Emissions Targets and Renewables

In 2021, carbon emissions from energy in Russia reached 1.58Bnt of CO2, surging by 9% from a 2020 low level. Under current policies, Russia’s economy-wide emissions will not start falling until 2030.

Russia has committed to reduce carbon emissions by 30% below 1990 levels by 2030 and become carbon neutral by 2060. Its long-term strategy targets an 80% reduction below 1990 levels by 2050, projecting on doubling the level of negative emissions from land use, land use change and forestry.

Russia plans to continue supporting the expansion of natural gas and oil capacity and related infrastructure.  Russian state controlled Rosneft is reliant on natural gas and oil production and plans to increase the share of gas in its portfolio to more than 25% by 2035.

The company has recently published a Carbon Management Plan that reinforces its low-carbon transition strategy, but the company is yet to take actions leading to effective emissions reduction.

 

Expansions and Ramp Ups

National gas company Gazprom expanded its share of global supply in 2021, but its output is likely to fall in 2022 as Europe pushes to end its reliance on the Russian supplier. Gazprom is looking to expand, with the goal for natural gas to account for 50% of its total hydrocarbon output by 2030.

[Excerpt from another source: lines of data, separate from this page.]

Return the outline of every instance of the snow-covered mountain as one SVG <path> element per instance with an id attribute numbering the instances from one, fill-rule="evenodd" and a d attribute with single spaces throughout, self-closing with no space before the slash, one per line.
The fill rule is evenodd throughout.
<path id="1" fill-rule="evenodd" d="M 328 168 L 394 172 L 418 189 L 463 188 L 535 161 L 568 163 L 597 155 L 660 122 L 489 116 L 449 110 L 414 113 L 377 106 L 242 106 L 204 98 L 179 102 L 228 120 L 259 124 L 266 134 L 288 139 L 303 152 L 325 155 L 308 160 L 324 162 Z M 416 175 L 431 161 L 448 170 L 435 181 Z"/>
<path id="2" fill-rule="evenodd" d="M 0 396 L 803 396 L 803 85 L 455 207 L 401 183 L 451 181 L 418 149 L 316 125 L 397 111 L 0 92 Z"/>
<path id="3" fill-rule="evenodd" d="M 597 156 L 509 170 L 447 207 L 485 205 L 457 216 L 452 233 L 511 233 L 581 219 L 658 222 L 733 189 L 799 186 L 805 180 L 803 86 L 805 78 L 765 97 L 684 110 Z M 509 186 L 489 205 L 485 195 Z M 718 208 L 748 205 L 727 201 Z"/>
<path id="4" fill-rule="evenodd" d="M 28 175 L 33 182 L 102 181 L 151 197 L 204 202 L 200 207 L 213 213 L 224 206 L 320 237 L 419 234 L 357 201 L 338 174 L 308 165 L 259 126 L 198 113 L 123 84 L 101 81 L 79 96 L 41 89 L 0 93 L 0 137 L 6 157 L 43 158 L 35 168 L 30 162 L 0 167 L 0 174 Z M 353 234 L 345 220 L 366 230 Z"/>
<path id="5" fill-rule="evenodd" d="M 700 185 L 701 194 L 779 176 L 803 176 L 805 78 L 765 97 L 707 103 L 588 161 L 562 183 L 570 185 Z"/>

Gazprom accounts for 12% of global natural gas output and 68% of domestic natural gas production. The company produced about 358Bboe between January and June 2022, with natural gas accounting for 22% of its output.

At present, the company is actively implementing large-scale natural gas development projects in the Yamal Peninsula, the Arctic shelf, Eastern Siberia and the Russian Far East as well as developing several oil exploration and production projects abroad.

One such project is the giant Bovanenkovo natural gas field which is expected to reach 115Bcmpd by 2022. The Bovanenkovo–Ukhta pipeline corridor will deliver natural gas to both domestic consumers and the European export market.

To monetise its gas abroad, Gazprom is considering intensifying its recent strategic shift toward gas processing, petrochemicals and LNG. But these sectors are highly dependent on foreign technology and equipment, putting them at risk from ever-expanding sanctions and the exit of Western companies. There is also a danger that buyers, especially those in Europe, may shun Russian LNG volumes as has already happened at some European ports.

Russia is prioritising expansion of pipeline gas exports to China as relations with the West worsen.  During the wave of Western sanctions over annexation of Crimea in 2014, Gazprom signed the 38Bcmpa Power of Siberia gas supply deal with China National Petroleum Corp. and began shipping volumes in 2019.

Gazprom later said it could export up to 130Bcmpa via pipeline to China. So far, however, it has only signed one new deal for an additional 10Bcmpa of supply through the “far eastern route” in early February this year.